Che non ha assolutamente importanza. In molti hanno sottolineato la grande critica che, presumibilmente, l’abile Inarritu, ha voluto fare nei confronti dei nuovi media e non dobbiamo infatti sottovalutare una morale nemmeno troppo celata: che oggi giorno la realtà ha valore solo se, e nel modo in cui, gli viene dato valore sul web.

Ci sono scene disarmanti in cui ci ritrovamo a giudicare comportamenti come forzati, quando in realtà scopriamo che sono stati girati improvvisando, con una videocamera, nel pieno centro di Time Square e che le reazioni delle persone sono reali.

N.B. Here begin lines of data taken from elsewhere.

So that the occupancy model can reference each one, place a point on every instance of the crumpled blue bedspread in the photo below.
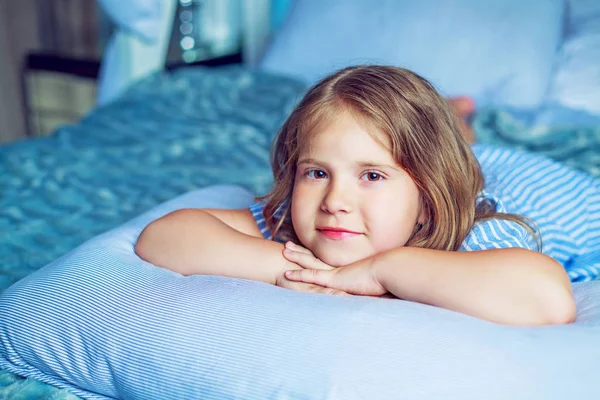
(169, 134)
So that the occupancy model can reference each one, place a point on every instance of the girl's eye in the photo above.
(372, 176)
(316, 174)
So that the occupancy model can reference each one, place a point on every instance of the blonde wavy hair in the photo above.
(425, 142)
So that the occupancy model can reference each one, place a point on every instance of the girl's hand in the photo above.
(283, 282)
(356, 278)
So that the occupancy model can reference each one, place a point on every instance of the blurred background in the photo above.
(50, 53)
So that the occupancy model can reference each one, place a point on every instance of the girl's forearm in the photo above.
(210, 247)
(511, 286)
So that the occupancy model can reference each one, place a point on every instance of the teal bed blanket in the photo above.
(169, 134)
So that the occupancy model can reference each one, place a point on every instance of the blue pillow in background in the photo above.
(141, 17)
(104, 324)
(574, 95)
(500, 52)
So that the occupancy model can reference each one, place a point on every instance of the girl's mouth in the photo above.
(337, 233)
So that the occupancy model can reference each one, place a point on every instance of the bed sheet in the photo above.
(169, 134)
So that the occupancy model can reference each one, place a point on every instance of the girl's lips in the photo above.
(337, 234)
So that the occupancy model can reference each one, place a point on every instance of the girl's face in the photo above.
(351, 199)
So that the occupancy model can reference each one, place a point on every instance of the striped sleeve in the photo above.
(498, 234)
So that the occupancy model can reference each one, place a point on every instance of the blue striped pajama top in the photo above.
(563, 203)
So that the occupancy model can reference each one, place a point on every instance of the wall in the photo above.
(18, 34)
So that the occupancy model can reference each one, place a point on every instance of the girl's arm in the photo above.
(511, 286)
(213, 242)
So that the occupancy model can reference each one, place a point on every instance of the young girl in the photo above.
(376, 193)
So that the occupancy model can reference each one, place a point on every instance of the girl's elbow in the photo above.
(154, 239)
(560, 309)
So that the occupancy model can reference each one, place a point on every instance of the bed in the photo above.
(179, 131)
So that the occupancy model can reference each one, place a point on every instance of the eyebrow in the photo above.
(362, 164)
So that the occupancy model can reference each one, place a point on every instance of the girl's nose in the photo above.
(336, 199)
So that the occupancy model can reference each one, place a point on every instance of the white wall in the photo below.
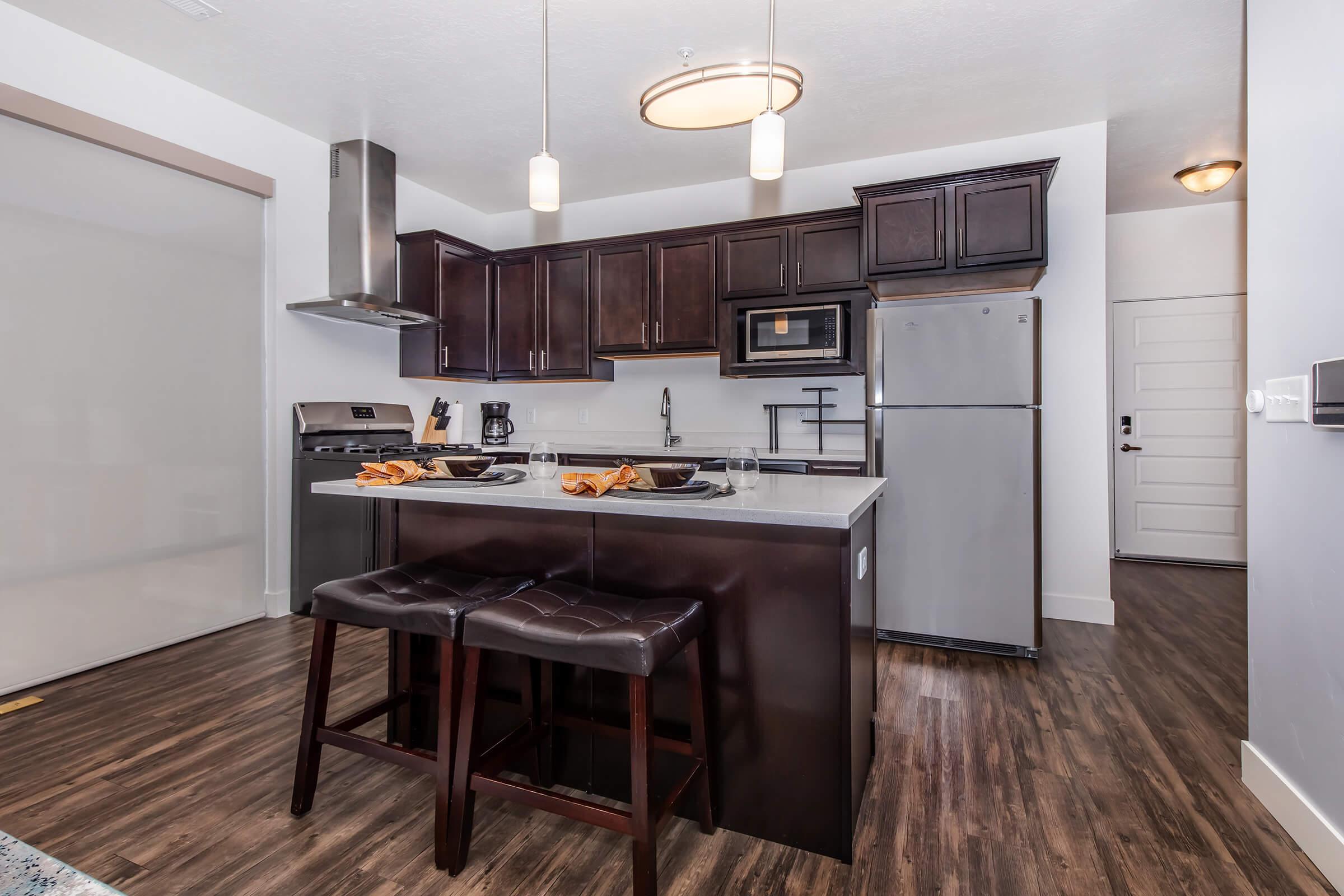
(1296, 473)
(308, 359)
(1195, 250)
(707, 410)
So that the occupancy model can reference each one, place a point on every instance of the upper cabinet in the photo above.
(753, 264)
(684, 300)
(973, 231)
(451, 280)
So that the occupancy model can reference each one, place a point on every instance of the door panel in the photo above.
(906, 231)
(686, 308)
(753, 264)
(828, 257)
(464, 305)
(620, 277)
(1000, 221)
(959, 538)
(515, 318)
(962, 354)
(565, 324)
(1180, 376)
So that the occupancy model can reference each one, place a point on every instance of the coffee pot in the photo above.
(495, 425)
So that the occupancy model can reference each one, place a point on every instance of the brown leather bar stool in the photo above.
(561, 622)
(410, 598)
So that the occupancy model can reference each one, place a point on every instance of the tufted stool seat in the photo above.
(417, 598)
(408, 600)
(566, 622)
(563, 622)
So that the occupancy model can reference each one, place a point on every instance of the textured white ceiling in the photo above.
(454, 85)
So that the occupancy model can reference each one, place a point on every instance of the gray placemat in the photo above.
(508, 479)
(669, 496)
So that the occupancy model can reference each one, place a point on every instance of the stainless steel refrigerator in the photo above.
(953, 422)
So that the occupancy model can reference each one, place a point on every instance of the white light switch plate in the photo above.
(1285, 401)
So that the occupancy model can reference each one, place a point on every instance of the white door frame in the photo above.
(1112, 428)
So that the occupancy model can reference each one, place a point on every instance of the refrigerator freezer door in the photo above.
(959, 528)
(972, 354)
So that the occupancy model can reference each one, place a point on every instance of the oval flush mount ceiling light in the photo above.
(718, 96)
(1207, 176)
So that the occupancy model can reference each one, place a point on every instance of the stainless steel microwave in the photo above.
(803, 332)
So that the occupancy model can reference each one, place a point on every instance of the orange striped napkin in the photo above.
(390, 473)
(599, 483)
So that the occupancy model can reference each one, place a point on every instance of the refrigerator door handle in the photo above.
(877, 363)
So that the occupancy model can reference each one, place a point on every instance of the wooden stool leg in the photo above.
(642, 767)
(449, 703)
(315, 715)
(468, 734)
(699, 745)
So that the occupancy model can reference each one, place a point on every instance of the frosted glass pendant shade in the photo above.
(543, 182)
(768, 146)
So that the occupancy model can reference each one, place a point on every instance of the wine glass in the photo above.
(744, 468)
(542, 461)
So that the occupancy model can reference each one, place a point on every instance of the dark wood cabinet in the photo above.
(684, 296)
(753, 264)
(906, 231)
(620, 282)
(563, 315)
(515, 319)
(451, 280)
(1000, 221)
(828, 255)
(971, 231)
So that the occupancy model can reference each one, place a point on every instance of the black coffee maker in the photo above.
(495, 425)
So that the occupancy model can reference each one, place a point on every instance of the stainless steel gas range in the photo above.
(334, 538)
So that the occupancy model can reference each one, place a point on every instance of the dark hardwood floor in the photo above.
(1112, 766)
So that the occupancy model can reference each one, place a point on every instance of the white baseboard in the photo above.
(1079, 609)
(1314, 832)
(277, 604)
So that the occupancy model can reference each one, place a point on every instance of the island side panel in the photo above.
(861, 633)
(777, 667)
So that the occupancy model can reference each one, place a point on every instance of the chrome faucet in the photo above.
(666, 412)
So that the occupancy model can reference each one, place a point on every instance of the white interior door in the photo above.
(131, 354)
(1180, 469)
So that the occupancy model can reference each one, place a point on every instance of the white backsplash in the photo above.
(706, 410)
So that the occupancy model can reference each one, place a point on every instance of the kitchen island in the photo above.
(787, 575)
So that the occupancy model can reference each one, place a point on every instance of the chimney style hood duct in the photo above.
(362, 241)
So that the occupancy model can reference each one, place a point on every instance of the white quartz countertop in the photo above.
(676, 450)
(822, 501)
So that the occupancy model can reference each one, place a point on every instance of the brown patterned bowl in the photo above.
(463, 466)
(663, 474)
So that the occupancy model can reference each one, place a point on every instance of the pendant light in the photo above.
(543, 171)
(768, 128)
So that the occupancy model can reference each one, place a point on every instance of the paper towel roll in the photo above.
(455, 423)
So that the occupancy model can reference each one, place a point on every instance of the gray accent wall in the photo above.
(1296, 316)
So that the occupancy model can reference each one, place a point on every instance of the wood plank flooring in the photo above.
(1112, 766)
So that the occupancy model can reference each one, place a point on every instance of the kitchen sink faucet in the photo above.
(666, 412)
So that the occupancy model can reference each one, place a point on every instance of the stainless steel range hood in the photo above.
(362, 241)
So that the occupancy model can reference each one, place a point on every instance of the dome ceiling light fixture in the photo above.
(722, 96)
(1207, 176)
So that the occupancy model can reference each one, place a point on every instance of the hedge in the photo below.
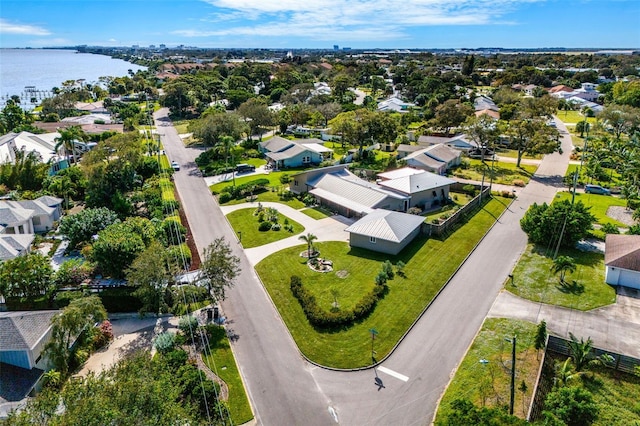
(318, 317)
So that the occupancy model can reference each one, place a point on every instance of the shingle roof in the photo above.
(22, 330)
(417, 183)
(622, 251)
(386, 225)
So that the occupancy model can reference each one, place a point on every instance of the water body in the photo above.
(44, 69)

Ciò che mi ha colpita di più è la presa di coscienza del protagonista rispetto alla sua vita, ai suoi errori e alle sue vittorie. La scena che più mi ha gonfiato il cuore di emozione è stata quella nella quale Riggan si rende conto di non essere mai stato presente a se stesso in tutta la sua vita.. ma chi di noi lo è realmente? E non ci troviamo, dunque, a compatire questo personaggio, bensì a ringraziarlo per averci fatto da sveglia e per averci dato la possibilità di scandagliare dentro di noi universi fatti di voci di io nascosti e profondamente influenzati da tutto ciò che ci circonda e che abbiamo vissuto. Ci fa fare i conti con l’aspettativa, quella che noi abbiamo verso noi stessi e quella che gli altri hanno verso di noi.. “Che cosa saresti potuto diventare… invece..”

Quello che ai miei occhi è sembrato un meraviglioso dialogo interiore è un film che spiazza e non ti fa stare comodo sulla sedia, perche proteso in avanti a seguire gli eventi come se tu stesso fossi il cameramen! Girando l’angolo, tra un camerino e l’altro potresti trovare un batterista che prova la sua musica oppure un ragazza che disegna sulla carta igenica.

Inarritu, in queste due ore circa di film, ci fa fare un viaggio. Un viaggio in un teatro di Broadway dove condividiamo passioni, attese e disperazioni degli attori in attesa di andare in scena. E’ riscito, nel suo piccolo, a portare l’emozione del dietro le quinte di un teatro, al cinema.. a parer mio, assolutamente magnifico!